Thursday, August 22, 2013

Clifford Garstang, "In an Uncharted Country"

Clifford Garstang, In an Uncharted Country. Winston-Salem: Press 53 (2009), 186 pp.

I read the first story in this collection, “Flood, 1978,” over two years ago. I left a bookmark, and placed the book tepidly on a shelf awaiting a second go at the right time. And that time came a few days ago, after which I wolfed down the whole collection. “Flood, 1978” still didn’t do much for me upon revisiting it, but the second story, “Saving Melissa,” was strong enough to keep me reading the rest of the anthology.

There are things I liked throughout the book. The dialogues were well executed, both credible and revealing. Some descriptions were right on the mark, such as this one, about a character who thinks about his dead mother: “She’d been gone so long. He tried to remember, but the image of her he conjured was distorted, as if through thick glass” (p. 177). The descriptions of nature (floods, snowstorms, woods, fields) are luscious and believable. The vignettes of small-town life are well done. The events in some stories put characters to the test—and drive readers to the edge of the seat. The author is also capable of producing pathos, as he does with the scene of a woman who fades away in her husband’s arms (pp. 12-13), or with a passage in which a man pets his dead dog (p. 163).

All in all, there were three stories I liked best.

“The Nymph and the Woodsman” was probably the strangest in the collection, about a man who starts a family with a nymph called Beauty, but also with a woman called Belle. These two strands of the story dovetail at the end, keeping a good pace—and a sense of intrigue—up to the final moment. It deserves to be read at least twice. Probably not three times, though, because the main character is tough to stomach.

“Heading for Home” is good, too. It’s about an African American deputy sheriff who investigates the death of a cow. He finds the culprit, but this escalates into a racially charged confrontation. There are interesting thoughts on affirmative action and on the doubts and discomfort that hover around lingering racism and racial integration.
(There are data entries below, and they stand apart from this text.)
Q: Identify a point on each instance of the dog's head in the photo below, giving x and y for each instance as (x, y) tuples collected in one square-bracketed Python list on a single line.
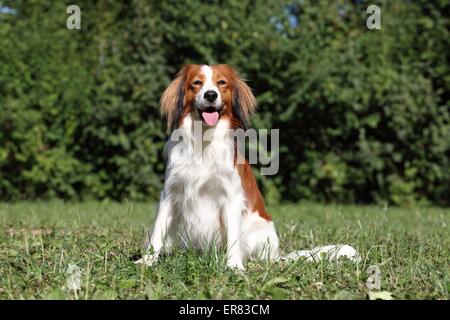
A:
[(212, 92)]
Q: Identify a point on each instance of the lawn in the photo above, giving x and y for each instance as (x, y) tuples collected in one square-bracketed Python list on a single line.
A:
[(43, 244)]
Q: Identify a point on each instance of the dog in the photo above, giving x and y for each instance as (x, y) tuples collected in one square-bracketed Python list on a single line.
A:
[(209, 198)]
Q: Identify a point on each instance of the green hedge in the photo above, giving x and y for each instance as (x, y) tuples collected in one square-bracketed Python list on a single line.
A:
[(363, 115)]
My favorite story of the lot: “Saving Melissa.” Here’s the first paragraph:
“The rain fell hard, sheeting down my windshield, noon sky dark, clouds rumbling. It was a chilly June: Melissa not in school, playing sweetly on the farmhouse porch with that one Barbie Max let her keep, one I gave her, on her chubby knees, glancing up now and then trying not to fear the thunder. The new wife slept inside, in my bed, or chopped onions in my kitchen, sipped tea from my wedding china. Paid no attention to the child. My child.”

As you can tell, we jump right into things, and this voice presupposes a level of familiarity that makes us believe that we are really gaining access to this person’s uncensored thoughts. Who’s Max? An ex of “the new wife,” so that the person who’s looking in is, say, Melissa’s father right before he gets home? Why don’t people notice him, though? And why all the possessives (my bed, my kitchen, my wedding china, my child)? Things become clearer soon, and we see that the girl is abducted by her mother and taken to lead a life of disarray, a hectic life in which mother and daughter move often and go through experiences that will mark the young girl forever. The first person point of view, the abductor’s point of view, confronts us with a person who’s a mess, but who acts on good intentions. It makes us accomplices of what we see, even as we have to continue reading.

That was the high point of the collection for me. Other stories are readable, sure. But they often bear too evidently the imprint of the workshop. Digressions—with explanations that would be best built into the forward movement of the plot—slow down the pace, almost to the point that the stories would more confidently quicken if made quicker. The clutter produced by these digressions often gets in the way of a good, thrilling, enjoyable story.

My recommendation is to dip right into “Saving Melissa.” The theme of parenthood, of missing or estranged sons and daughters, is present throughout the collection, and is quite salient in “Saving Melissa.”

One final note: the stories in the collection are linked, so that the title character from “Saving Melissa” comes up several times in the anthology, even down to the final story, in which all the major characters make an appearance. Don’t expect too much from this, but at least some of those characters you liked you’ll see more than once, which gives you a sense of an epilogue and a story arc.